Aiming at reaping the benefits of open innovation, a growing number of organizations utilizes innovation intermediaries as external facilitators. However, the effectiveness of such intermediaries, especially in outbound open innovation, such as leveraging existing technologies in new market opportunities, remains unclear. We aim to investigate if and how externally conducted technological competence leveraging (TCL) projects provide value to the focal organization. Based on interviews with key personnel and analysis of reports from such projects conducted in the course of several research consortia at CERN, the European Organization for Nuclear Research, we find that the projects were successful in identifying new application fields. Further, the externally conducted projects also contributed to the development of TCL-related project capabilities within the focal organization. This research also identifies a number of barriers to short- and long-term success such as lack of a company-internal perspective and project owners without management responsibilities.
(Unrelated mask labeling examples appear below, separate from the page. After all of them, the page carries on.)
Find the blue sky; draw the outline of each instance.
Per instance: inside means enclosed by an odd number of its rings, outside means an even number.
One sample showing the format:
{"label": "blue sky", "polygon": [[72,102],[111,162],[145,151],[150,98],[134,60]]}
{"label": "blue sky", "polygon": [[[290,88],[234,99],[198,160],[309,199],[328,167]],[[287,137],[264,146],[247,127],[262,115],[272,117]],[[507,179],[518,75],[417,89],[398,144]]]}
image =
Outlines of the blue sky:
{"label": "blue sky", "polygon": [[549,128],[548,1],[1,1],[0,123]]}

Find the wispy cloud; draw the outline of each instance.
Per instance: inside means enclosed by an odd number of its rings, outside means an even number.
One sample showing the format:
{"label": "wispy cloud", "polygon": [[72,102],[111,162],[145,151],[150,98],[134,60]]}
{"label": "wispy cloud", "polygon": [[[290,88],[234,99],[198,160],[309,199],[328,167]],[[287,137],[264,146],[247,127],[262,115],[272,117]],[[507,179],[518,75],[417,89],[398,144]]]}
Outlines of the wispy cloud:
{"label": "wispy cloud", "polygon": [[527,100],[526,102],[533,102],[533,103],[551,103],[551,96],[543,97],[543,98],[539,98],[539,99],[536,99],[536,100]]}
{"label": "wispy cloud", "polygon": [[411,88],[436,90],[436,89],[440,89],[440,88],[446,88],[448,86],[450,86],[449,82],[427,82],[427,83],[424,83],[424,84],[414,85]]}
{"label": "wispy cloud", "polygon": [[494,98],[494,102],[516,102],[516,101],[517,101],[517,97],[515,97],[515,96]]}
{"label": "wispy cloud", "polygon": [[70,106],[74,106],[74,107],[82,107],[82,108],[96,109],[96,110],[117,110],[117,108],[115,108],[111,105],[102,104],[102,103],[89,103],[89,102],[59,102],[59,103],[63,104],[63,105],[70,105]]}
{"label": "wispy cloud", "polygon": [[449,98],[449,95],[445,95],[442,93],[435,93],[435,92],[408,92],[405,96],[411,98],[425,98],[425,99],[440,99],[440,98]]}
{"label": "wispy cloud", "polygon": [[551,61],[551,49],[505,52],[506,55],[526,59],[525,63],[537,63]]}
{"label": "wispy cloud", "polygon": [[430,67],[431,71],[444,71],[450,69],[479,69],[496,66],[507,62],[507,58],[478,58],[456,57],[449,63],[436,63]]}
Open innovation is a relatively new and nowadays widely recognized approach to innovation management. It denotes the idea to use “…purposive inflows and outflows of knowledge to accelerate internal innovation, and expand the markets for external use of innovation, respectively” (West, Vanhaverbeke & Chesbrough, 2006). The potential merits of open innovation have been studied quite extensively: One the one hand, open innovation activities may contribute to generating new or increasing existing revenue streams. This can be achieved in different ways, e.g., by externally commercializing internal knowledge (Arora, Fosfuri & Gambardella, 2001; Deck, 2008) and/or sourcing external knowledge to utilize it in the development of products that are radically new (Franke, Von Hippel & Schreier, 2006; Lilien, Morrison, Searls, Sonnack & Von Hippel, 2002) or particularly well in line with the users’ preferences (Franke, Keinz & Steger, 2009). On the other hand, open innovation might help to cut down time and money spent during R&D processes, e.g., by leveraging the creative potential and workforce of external actors (Brabham, 2008; Newton et al., 2010) and/or reducing the number of trial-and-error loops with users necessary to test new product ideas (von Hippel, 2005; Von Hippel & Katz, 2002).
Limitations and further research
As any empirical research, this case study suffers from some specific, methodological limitations. Our research investigated a broad and important phenomenon, however, in the very narrow context of large-scale research organizations. Thus, some of the insights are very specific and might not be easily generalized. For example, Pattern 8 (project owners without management responsibility) might not occur quite frequently outside of the research domain. In many companies, TCL projects will be very likely staffed with business developers that usually do have managerial responsibilities. Further, the identification and acquisition of potential collaborators might be much more of a problem to large research organizations than companies. Future research might want to look into whether or not the patterns identified in this case study hold true for other contexts as well.